De outro lado, quando se analisa se a conduta possui relevância penal, diante da lesão provocada ao bem jurídico tutelado e o desvalor da conduta, verifica-se ausente também a tipicidade material.

Tendo por norte o princípio da intervenção mínima do direito penal, que deve ocupar-se daqueles delitos intoleráveis e graves, de significante perturbação social, a conduta ora apurada revela-se mais grave à família da suposta vítima do que a esta própria.

Com efeito, a genitora de D relatou, em entrevista com o Setor Técnico, que a filha “manteve relação sexual por ‘birra’ (sic) e prefere que a questão seja amenizada, não observando alterações comportamentais em D” (fls. 28).

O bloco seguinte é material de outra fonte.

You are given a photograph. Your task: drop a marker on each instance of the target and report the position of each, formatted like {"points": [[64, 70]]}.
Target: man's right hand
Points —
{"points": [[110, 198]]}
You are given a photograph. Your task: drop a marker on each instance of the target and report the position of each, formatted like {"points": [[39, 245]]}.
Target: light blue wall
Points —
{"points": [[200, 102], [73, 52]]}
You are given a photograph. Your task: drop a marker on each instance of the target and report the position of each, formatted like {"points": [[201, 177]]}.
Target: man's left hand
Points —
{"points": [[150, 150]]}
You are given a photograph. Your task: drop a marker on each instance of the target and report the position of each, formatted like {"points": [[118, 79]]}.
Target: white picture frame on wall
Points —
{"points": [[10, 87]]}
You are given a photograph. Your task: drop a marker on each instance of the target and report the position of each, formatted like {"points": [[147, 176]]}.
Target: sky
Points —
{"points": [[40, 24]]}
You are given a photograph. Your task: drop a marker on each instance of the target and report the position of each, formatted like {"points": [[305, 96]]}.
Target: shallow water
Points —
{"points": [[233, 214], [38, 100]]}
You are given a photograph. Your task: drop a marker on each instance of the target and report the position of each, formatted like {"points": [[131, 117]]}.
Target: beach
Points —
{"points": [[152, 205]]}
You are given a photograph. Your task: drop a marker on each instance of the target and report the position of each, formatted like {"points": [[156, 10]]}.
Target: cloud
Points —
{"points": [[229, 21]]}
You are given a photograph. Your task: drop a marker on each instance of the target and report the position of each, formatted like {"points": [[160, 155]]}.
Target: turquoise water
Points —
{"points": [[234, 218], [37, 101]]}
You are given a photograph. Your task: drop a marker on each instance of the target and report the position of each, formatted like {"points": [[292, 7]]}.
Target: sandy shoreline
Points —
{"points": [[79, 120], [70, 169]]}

Não por menos, as técnicas puderam inferir que “a formalização da denúncia se deu mais para comprovar sua autoridade (da mãe) e oferecer limites claros à filha do que protege-la” (fls. 29).

Assim, o parecer psicossocial (fls. 29) não identificou “nenhuma alteração comportamental ou emocional significativa que pudesse estar atrelada a alguma vivência traumática de cunho sexual.” E arremata dizendo que, “apesar da precocidade, D consentiu em iniciar sua vida sexual com Jhones e que a relação, segundo nos foi relatado, não apresentou indícios de coerção ou violência física.”

A relativização da presunção da violência nos crimes sexuais praticados contra menores de idade é tema debatido há anos, tal como já asseverava Nelson Hungria:

"O dissenso da vítima deve ser sincero e positivo, manifestando-se por inequívoca resistência. Não basta uma platônica ausência de adesão, uma recusa meramente verbal, uma oposição passiva ou inerte. É necessária uma vontade decidida e militantemente contrária, uma oposição que só a violência física ou moral consiga vencer. Sem duas vontades embatendo-se em conflito, não há estupro. Nem é de confundir a efetiva resistência com a instintiva ou convencional relutância do pudor, ou com o jogo de simulada esquivança ante uma vis grata..."("Comentários ao Código Penal", Forense, 1983, vol. VIII, págs. 107-108.)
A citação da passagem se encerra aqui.